Castro, who is credited with establishing the encampment in late January, was placed in handcuffs and taken to the Calexico police station the morning of April 7, where he was cited and released for failing to comply with a police officer’s commands.
One of the men who had Castro taken away that morning, Calexico Police Chief Gonzalo Gerardo, was also watching the celebration online. He commented almost immediately after Castro.
“Glad to be a part of the 54 years in the 113-year anniversary. Viva Calexico. Time to move forward,” the 54-year-old chief commented.
The city of roughly 40,000, according to 2019 estimates, was incorporated on April 16, 1908, a former tent city of the Imperial Land Company that was reportedly founded in 1899.

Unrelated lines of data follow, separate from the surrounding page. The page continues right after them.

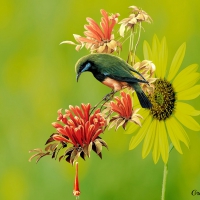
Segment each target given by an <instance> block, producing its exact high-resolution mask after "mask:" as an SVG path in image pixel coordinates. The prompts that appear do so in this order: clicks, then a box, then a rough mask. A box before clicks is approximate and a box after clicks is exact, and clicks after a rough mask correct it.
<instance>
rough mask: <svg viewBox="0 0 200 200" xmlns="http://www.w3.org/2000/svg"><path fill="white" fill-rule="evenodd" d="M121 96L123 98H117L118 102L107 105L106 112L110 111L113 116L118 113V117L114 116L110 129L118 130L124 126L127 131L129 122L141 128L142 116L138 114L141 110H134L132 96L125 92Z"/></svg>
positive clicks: (109, 127) (137, 109)
mask: <svg viewBox="0 0 200 200" xmlns="http://www.w3.org/2000/svg"><path fill="white" fill-rule="evenodd" d="M120 94H121V98H119V97H115V100H116V101H111V102H110V103H108V104H106V107H107V108H106V109H105V112H108V111H109V112H110V113H111V114H112V113H117V115H115V116H112V118H111V120H110V125H109V128H112V127H113V126H115V127H116V129H118V128H119V127H120V126H122V127H123V128H124V129H125V128H126V125H127V123H128V122H133V123H135V124H137V125H139V126H141V122H140V119H142V116H141V115H140V114H137V112H138V111H139V109H135V110H134V109H133V102H132V99H131V96H130V94H128V93H125V92H124V91H122V92H121V93H120Z"/></svg>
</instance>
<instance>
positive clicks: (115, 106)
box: [110, 102, 123, 116]
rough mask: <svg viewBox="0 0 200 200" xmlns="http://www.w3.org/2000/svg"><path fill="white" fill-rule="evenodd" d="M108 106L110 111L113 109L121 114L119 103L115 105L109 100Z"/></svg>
mask: <svg viewBox="0 0 200 200" xmlns="http://www.w3.org/2000/svg"><path fill="white" fill-rule="evenodd" d="M110 106H111V109H112V111H114V112H116V113H118V114H119V115H120V116H122V114H123V111H121V109H120V107H119V105H116V104H115V103H114V102H110Z"/></svg>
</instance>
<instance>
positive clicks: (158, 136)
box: [152, 120, 160, 164]
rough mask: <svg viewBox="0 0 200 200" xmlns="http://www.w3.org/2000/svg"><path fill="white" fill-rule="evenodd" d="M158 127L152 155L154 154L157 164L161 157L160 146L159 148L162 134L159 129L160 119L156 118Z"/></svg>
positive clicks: (152, 155) (157, 126)
mask: <svg viewBox="0 0 200 200" xmlns="http://www.w3.org/2000/svg"><path fill="white" fill-rule="evenodd" d="M156 122H157V123H156V129H155V140H154V145H153V152H152V156H153V161H154V163H155V164H156V163H157V162H158V159H159V157H160V148H159V134H160V132H159V131H160V130H159V126H158V124H159V121H158V120H156Z"/></svg>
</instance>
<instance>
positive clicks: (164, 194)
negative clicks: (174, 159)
mask: <svg viewBox="0 0 200 200" xmlns="http://www.w3.org/2000/svg"><path fill="white" fill-rule="evenodd" d="M167 173H168V166H167V164H165V165H164V172H163V183H162V196H161V200H164V199H165V191H166V183H167Z"/></svg>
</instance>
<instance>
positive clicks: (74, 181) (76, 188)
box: [73, 162, 81, 197]
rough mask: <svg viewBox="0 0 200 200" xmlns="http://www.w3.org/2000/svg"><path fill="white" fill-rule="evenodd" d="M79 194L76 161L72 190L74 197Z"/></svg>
mask: <svg viewBox="0 0 200 200" xmlns="http://www.w3.org/2000/svg"><path fill="white" fill-rule="evenodd" d="M80 194H81V192H80V190H79V181H78V162H76V174H75V180H74V190H73V195H74V196H76V197H79V195H80Z"/></svg>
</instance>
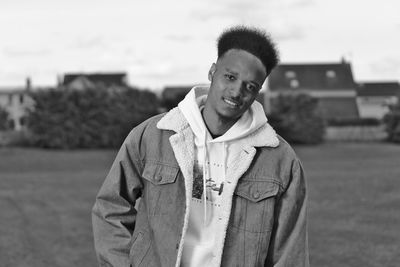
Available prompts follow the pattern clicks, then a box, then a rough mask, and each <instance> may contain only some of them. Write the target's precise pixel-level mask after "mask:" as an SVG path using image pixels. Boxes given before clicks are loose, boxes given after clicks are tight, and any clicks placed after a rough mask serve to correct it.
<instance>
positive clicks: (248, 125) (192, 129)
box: [178, 86, 267, 267]
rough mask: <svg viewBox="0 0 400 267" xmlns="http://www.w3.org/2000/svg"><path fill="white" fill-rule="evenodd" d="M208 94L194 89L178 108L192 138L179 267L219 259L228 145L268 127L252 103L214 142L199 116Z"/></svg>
mask: <svg viewBox="0 0 400 267" xmlns="http://www.w3.org/2000/svg"><path fill="white" fill-rule="evenodd" d="M208 90H209V87H208V86H198V87H194V88H193V89H192V90H191V91H190V92H189V93H188V94H187V95H186V97H185V98H184V99H183V100H182V101H181V102H180V103H179V105H178V107H179V109H180V110H181V112H182V113H183V115H184V116H185V118H186V120H187V121H188V123H189V125H190V127H191V129H192V131H193V133H194V135H195V164H194V170H193V193H192V203H191V207H190V211H189V224H188V229H187V232H186V235H185V238H184V244H183V253H182V260H181V266H182V267H189V266H190V267H203V266H211V262H214V260H213V257H216V255H218V253H215V251H216V246H217V244H216V238H215V237H216V234H217V233H221V232H223V230H222V225H221V223H220V221H221V220H220V218H221V216H220V215H221V199H222V196H223V194H224V190H223V187H224V181H225V179H226V176H225V175H226V170H227V168H229V166H230V162H232V157H231V155H232V154H234V151H232V147H231V146H230V144H231V143H232V142H235V141H238V140H240V139H243V138H246V136H248V135H249V134H251V133H252V132H254V131H256V130H257V129H259V128H260V127H261V126H263V125H265V124H266V123H267V118H266V116H265V113H264V110H263V108H262V106H261V104H260V103H258V102H256V101H254V103H253V104H252V105H251V107H250V108H249V109H248V110H247V111H246V112H245V113H244V114H243V115H242V117H241V118H240V119H239V120H238V121H237V122H236V123H235V124H234V125H233V126H232V127H231V128H230V129H229V130H228V131H227V132H226V133H225V134H224V135H222V136H219V137H217V138H215V139H213V138H212V136H211V134H210V133H209V131H208V130H207V127H206V126H205V123H204V120H203V118H202V115H201V112H200V111H201V110H202V109H203V108H204V104H205V101H206V99H207V94H208ZM203 192H206V193H205V194H203ZM219 256H221V255H219Z"/></svg>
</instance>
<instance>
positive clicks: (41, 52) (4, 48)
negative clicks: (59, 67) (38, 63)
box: [3, 46, 52, 57]
mask: <svg viewBox="0 0 400 267" xmlns="http://www.w3.org/2000/svg"><path fill="white" fill-rule="evenodd" d="M51 53H52V51H51V49H48V48H28V47H24V48H22V47H10V46H6V47H4V48H3V54H4V55H5V56H7V57H32V56H33V57H42V56H47V55H50V54H51Z"/></svg>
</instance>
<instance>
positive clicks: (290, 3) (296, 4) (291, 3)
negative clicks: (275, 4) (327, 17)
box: [289, 0, 315, 8]
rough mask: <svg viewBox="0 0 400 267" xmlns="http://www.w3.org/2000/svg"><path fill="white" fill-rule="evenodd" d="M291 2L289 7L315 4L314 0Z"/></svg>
mask: <svg viewBox="0 0 400 267" xmlns="http://www.w3.org/2000/svg"><path fill="white" fill-rule="evenodd" d="M291 2H292V3H290V4H289V7H293V8H303V7H311V6H314V5H315V0H294V1H291Z"/></svg>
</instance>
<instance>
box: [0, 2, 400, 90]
mask: <svg viewBox="0 0 400 267" xmlns="http://www.w3.org/2000/svg"><path fill="white" fill-rule="evenodd" d="M399 10H400V1H398V0H380V1H370V0H318V1H317V0H265V1H260V0H246V1H244V0H241V1H236V0H231V1H228V0H220V1H217V0H202V1H187V0H186V1H185V0H169V1H165V0H164V1H163V0H146V1H140V0H68V1H66V0H35V1H32V0H0V89H1V88H8V87H18V86H24V84H25V80H26V77H28V76H29V77H30V78H31V80H32V84H33V86H34V87H35V86H52V85H55V84H56V82H57V77H58V76H60V75H61V76H62V75H63V74H64V73H67V72H126V73H127V74H128V82H129V84H131V85H133V86H138V87H141V88H148V89H154V90H159V89H161V88H163V87H164V86H173V85H192V84H198V83H205V82H207V72H208V70H209V68H210V66H211V64H212V63H213V62H215V60H216V39H217V37H218V35H219V34H220V33H221V32H222V31H223V30H224V29H225V28H227V27H229V26H232V25H237V24H245V25H250V26H256V27H259V28H263V29H265V30H266V31H267V32H269V33H270V35H271V36H272V38H273V39H274V40H275V42H276V43H277V46H278V49H279V52H280V58H281V63H337V62H340V61H341V59H342V58H345V59H346V60H348V61H350V62H351V64H352V69H353V75H354V78H355V80H356V81H386V80H388V81H393V80H396V81H399V80H400V49H399V47H400V13H399Z"/></svg>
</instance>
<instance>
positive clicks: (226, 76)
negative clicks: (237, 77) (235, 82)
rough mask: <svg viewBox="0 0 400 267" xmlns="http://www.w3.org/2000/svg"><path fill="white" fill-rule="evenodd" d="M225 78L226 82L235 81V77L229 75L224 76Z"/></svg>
mask: <svg viewBox="0 0 400 267" xmlns="http://www.w3.org/2000/svg"><path fill="white" fill-rule="evenodd" d="M225 78H226V79H227V80H228V81H234V80H235V76H233V75H231V74H225Z"/></svg>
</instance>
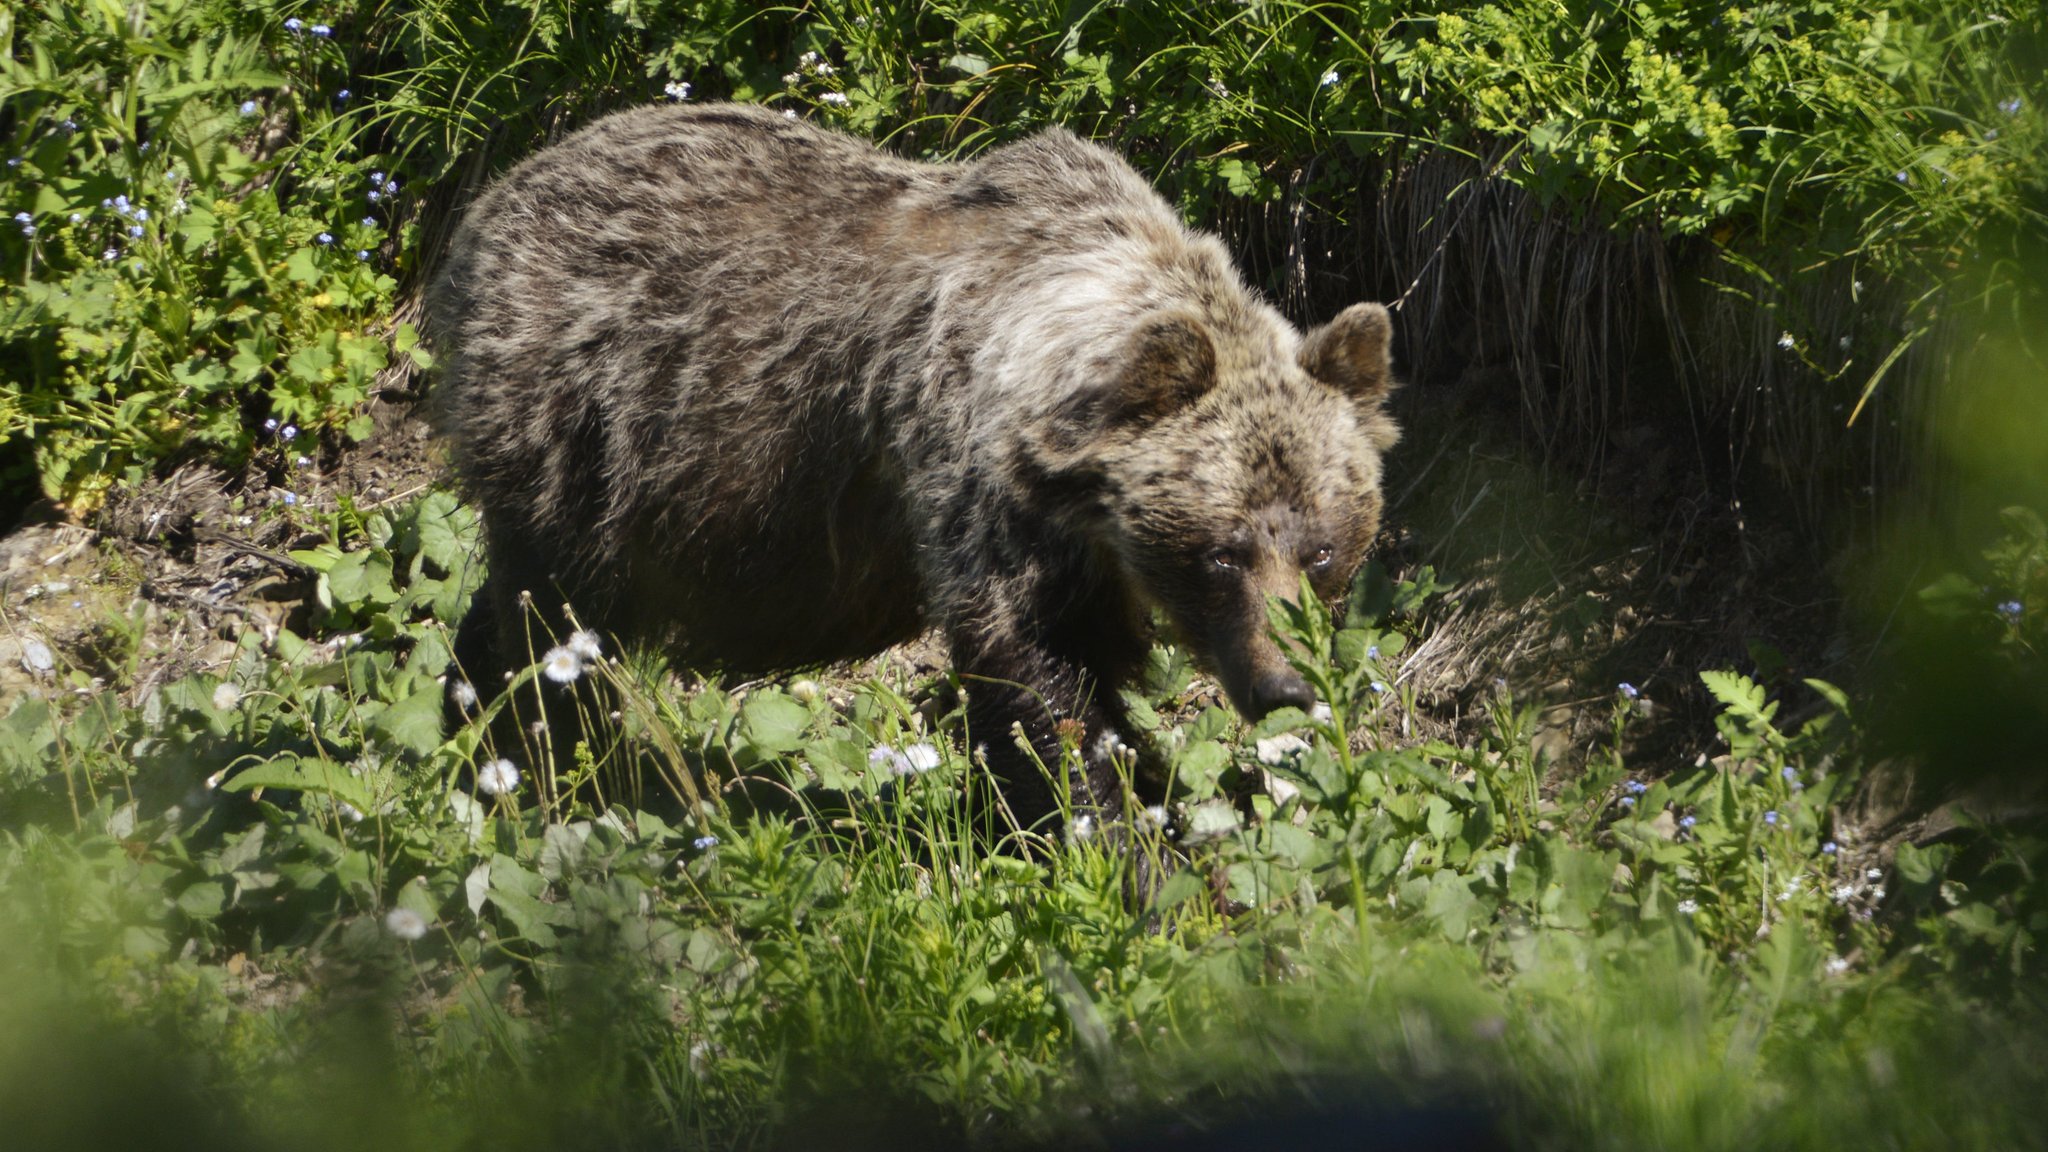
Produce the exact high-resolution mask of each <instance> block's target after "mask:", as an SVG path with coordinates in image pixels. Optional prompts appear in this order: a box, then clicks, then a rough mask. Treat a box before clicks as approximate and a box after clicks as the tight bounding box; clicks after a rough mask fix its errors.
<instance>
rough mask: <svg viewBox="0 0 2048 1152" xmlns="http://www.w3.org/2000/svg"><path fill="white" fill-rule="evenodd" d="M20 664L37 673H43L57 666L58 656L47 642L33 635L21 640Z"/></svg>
mask: <svg viewBox="0 0 2048 1152" xmlns="http://www.w3.org/2000/svg"><path fill="white" fill-rule="evenodd" d="M20 666H23V668H27V670H31V672H35V674H43V672H49V670H53V668H55V666H57V656H55V654H53V652H51V650H49V646H47V644H43V642H41V640H37V637H33V635H31V637H29V640H23V642H20Z"/></svg>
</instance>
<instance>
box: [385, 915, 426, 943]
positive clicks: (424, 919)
mask: <svg viewBox="0 0 2048 1152" xmlns="http://www.w3.org/2000/svg"><path fill="white" fill-rule="evenodd" d="M385 931H387V933H391V935H393V937H397V939H401V941H416V939H420V937H424V935H426V916H422V914H418V912H414V910H412V908H391V910H389V912H385Z"/></svg>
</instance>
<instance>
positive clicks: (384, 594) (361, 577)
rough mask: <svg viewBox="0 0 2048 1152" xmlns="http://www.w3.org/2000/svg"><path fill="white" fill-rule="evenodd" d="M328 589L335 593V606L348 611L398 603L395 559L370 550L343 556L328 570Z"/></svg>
mask: <svg viewBox="0 0 2048 1152" xmlns="http://www.w3.org/2000/svg"><path fill="white" fill-rule="evenodd" d="M328 590H330V592H332V594H334V603H338V605H342V607H348V609H354V607H362V605H371V603H373V605H389V603H395V601H397V588H395V586H393V584H391V556H389V553H385V551H379V549H369V547H367V549H362V551H350V553H346V556H342V558H340V560H336V562H334V568H330V570H328Z"/></svg>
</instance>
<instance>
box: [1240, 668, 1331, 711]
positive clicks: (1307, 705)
mask: <svg viewBox="0 0 2048 1152" xmlns="http://www.w3.org/2000/svg"><path fill="white" fill-rule="evenodd" d="M1251 703H1253V705H1255V707H1257V709H1260V715H1266V713H1270V711H1274V709H1282V707H1298V709H1303V711H1309V709H1311V707H1315V689H1311V687H1309V681H1303V678H1300V676H1296V674H1294V672H1266V674H1264V676H1260V678H1257V683H1255V685H1251Z"/></svg>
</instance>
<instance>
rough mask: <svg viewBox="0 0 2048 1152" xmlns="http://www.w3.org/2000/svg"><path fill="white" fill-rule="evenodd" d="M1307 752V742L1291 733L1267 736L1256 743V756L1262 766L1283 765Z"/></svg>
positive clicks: (1289, 732) (1274, 765)
mask: <svg viewBox="0 0 2048 1152" xmlns="http://www.w3.org/2000/svg"><path fill="white" fill-rule="evenodd" d="M1307 750H1309V742H1307V740H1303V738H1300V736H1294V734H1292V732H1282V734H1280V736H1268V738H1266V740H1260V742H1257V754H1260V763H1262V765H1272V767H1278V765H1284V763H1288V760H1290V758H1294V756H1298V754H1303V752H1307Z"/></svg>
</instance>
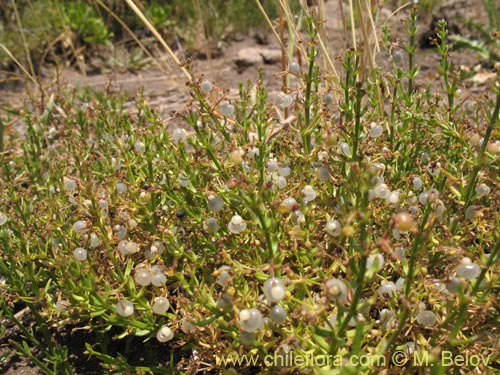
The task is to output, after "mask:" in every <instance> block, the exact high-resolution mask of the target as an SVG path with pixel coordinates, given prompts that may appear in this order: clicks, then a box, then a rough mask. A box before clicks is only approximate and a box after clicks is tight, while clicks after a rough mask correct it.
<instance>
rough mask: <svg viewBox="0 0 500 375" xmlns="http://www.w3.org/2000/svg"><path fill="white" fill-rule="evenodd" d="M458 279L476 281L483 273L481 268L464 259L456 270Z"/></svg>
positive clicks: (469, 260)
mask: <svg viewBox="0 0 500 375" xmlns="http://www.w3.org/2000/svg"><path fill="white" fill-rule="evenodd" d="M455 272H456V274H457V276H458V277H462V278H464V279H475V278H476V277H478V276H479V274H480V273H481V267H479V266H478V265H477V264H476V263H473V262H471V260H470V259H469V258H464V259H462V261H461V264H459V265H458V266H457V268H456V270H455Z"/></svg>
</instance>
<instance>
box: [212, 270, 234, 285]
mask: <svg viewBox="0 0 500 375" xmlns="http://www.w3.org/2000/svg"><path fill="white" fill-rule="evenodd" d="M230 270H231V267H229V266H221V267H219V269H218V270H217V272H218V275H217V278H216V279H215V282H216V283H217V284H219V285H220V286H224V285H226V283H227V282H228V281H229V279H230V277H231V275H230V274H229V271H230Z"/></svg>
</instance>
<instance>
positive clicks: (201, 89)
mask: <svg viewBox="0 0 500 375" xmlns="http://www.w3.org/2000/svg"><path fill="white" fill-rule="evenodd" d="M212 88H213V85H212V83H211V82H210V81H209V80H208V79H204V80H203V81H202V82H201V83H200V91H201V92H202V93H203V94H207V93H209V92H210V91H212Z"/></svg>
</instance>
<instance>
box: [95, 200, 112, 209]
mask: <svg viewBox="0 0 500 375" xmlns="http://www.w3.org/2000/svg"><path fill="white" fill-rule="evenodd" d="M97 205H98V206H99V208H100V209H101V210H102V211H106V210H107V209H108V208H109V204H108V201H107V200H106V199H99V200H98V201H97Z"/></svg>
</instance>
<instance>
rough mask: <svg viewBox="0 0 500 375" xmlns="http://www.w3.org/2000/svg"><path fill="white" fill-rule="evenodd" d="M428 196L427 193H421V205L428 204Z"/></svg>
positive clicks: (427, 193)
mask: <svg viewBox="0 0 500 375" xmlns="http://www.w3.org/2000/svg"><path fill="white" fill-rule="evenodd" d="M428 196H429V194H428V193H426V192H423V193H420V195H419V196H418V201H419V202H420V204H421V205H423V206H425V205H426V204H427V201H428Z"/></svg>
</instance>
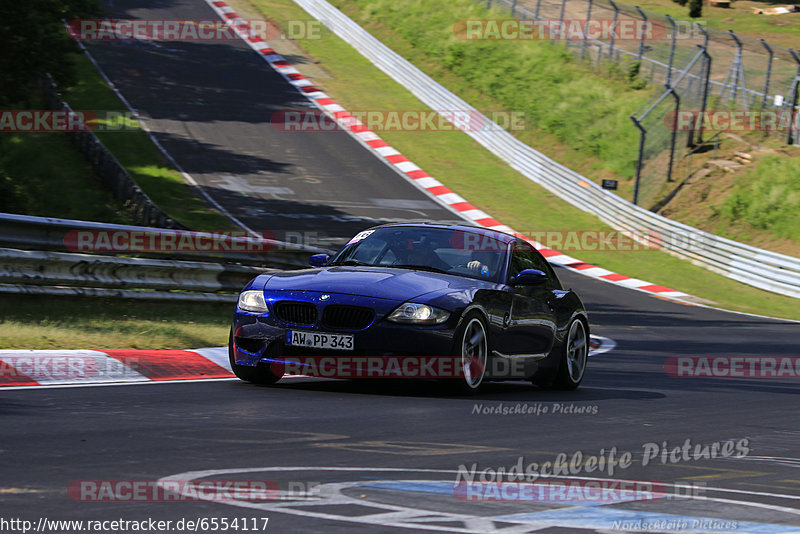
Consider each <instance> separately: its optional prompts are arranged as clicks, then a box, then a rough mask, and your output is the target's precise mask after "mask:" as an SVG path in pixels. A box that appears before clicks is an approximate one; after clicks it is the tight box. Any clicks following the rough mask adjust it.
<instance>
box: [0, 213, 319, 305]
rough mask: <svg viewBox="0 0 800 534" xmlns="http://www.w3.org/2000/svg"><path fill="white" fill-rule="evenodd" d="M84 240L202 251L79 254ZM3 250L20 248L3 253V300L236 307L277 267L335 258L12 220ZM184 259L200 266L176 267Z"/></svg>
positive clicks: (114, 230) (20, 218)
mask: <svg viewBox="0 0 800 534" xmlns="http://www.w3.org/2000/svg"><path fill="white" fill-rule="evenodd" d="M81 233H84V234H87V235H89V236H97V235H100V234H102V235H105V236H107V237H108V238H109V242H113V240H114V236H115V235H119V236H121V237H123V238H125V239H127V240H128V241H124V240H123V242H124V243H127V244H130V243H132V240H131V236H138V237H141V238H142V239H140V242H142V244H145V245H146V243H147V242H148V239H147V238H148V237H151V236H152V237H154V238H155V240H156V241H158V238H163V237H165V236H167V237H169V238H170V241H169V242H170V243H180V242H181V241H180V238H181V236H183V237H186V238H190V239H189V242H190V243H192V244H193V245H200V246H201V249H194V250H192V249H190V250H180V251H175V252H168V253H165V252H158V251H153V250H144V251H137V250H133V249H132V247H129V248H131V250H128V251H127V252H126V253H127V254H136V255H155V256H156V258H143V257H122V256H112V255H101V254H84V253H75V252H74V251H75V248H76V247H75V245H77V244H79V243H80V234H81ZM241 233H244V232H241ZM203 244H208V245H209V246H210V250H204V249H203V248H204V247H203ZM0 247H14V248H0V294H25V295H72V296H82V297H107V298H123V299H145V300H171V301H200V302H235V300H236V296H237V294H238V292H239V290H241V288H242V287H244V285H245V284H246V283H247V282H248V281H249V280H250V279H252V278H253V277H255V276H257V275H259V274H261V273H264V272H271V271H275V270H276V269H275V268H276V267H280V268H297V267H307V266H308V257H309V256H310V255H311V254H316V253H329V252H330V251H328V250H325V249H318V248H314V247H308V246H302V245H297V244H293V243H284V242H281V241H275V240H270V239H257V238H254V237H237V236H230V235H223V234H209V233H204V232H188V231H183V230H169V229H165V228H151V227H144V226H126V225H121V224H106V223H98V222H90V221H75V220H69V219H54V218H47V217H34V216H30V215H14V214H8V213H0ZM21 248H27V249H35V250H21ZM78 248H79V247H78ZM145 248H146V247H145ZM64 251H68V252H64ZM110 252H111V251H110ZM117 252H119V251H117ZM165 257H169V259H163V258H165ZM184 257H189V258H191V259H194V260H200V261H185V259H175V258H184ZM265 265H269V268H267V267H265ZM226 292H227V293H226Z"/></svg>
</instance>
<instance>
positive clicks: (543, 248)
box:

It has been a difficult calendar year for the city. The 112th anniversary passed without much fanfare in 2020, as Calexico was in the grips of the earliest wave of the pandemic, when scores of businesses were closed and the border city had among the highest number of COVID-positive cases at the time.
Since the start of the pandemic in late February 2020, Calexico has been the hardest-hit community by the disease, with 7,084 total cases and 227 deaths. Even today, Calexico leads the Valley’s other cities in active COVID cases by almost double the nearest city. There were 83 active cases on April 16; El Centro, the next largest city, had just 49 active cases.
Still, there was cause for celebration, amid a pandemic, as more Calexico residents are being vaccinated, more areas of the business sector are opening, and more areas of life are returning to some semblance of normalcy.
On Friday, Calexico also led all Valley cities in numbers of people both fully and partially vaccinated. Calexico had 9,941 people fully vaccinated on its 113th birthday, compared to El Centro, with 9,624. Partially vaccinated (or those with at least one dose of the two-shot vaccine) in Calexico were 14,830 residents, compared to 14,259 in El Centro.
Even as city officials celebrated in City Hall, dozens of farmworkers and others were receiving doses of the vaccine at “El Hoyo” in Calexico, the area of the city where the former Vons was located on West Second Street/Anza Road. Pioneers Memorial Healthcare District in conjunction with Salud Sin Fronteras and the local office of the United Farm Workers helped inoculate more than 315 people.
City Manager Figueroa closed out the celebration, leading to a toast and the cutting of the cake.
“I want to make sure that regardless of the situation we are going through right now with COVID-19, that a very special day such as the anniversary of our city didn’t go unnoticed, and I believe that with the presence of the partners that are here with us today, it’s a sign of what we need to do, which is come together to get things done,” he said.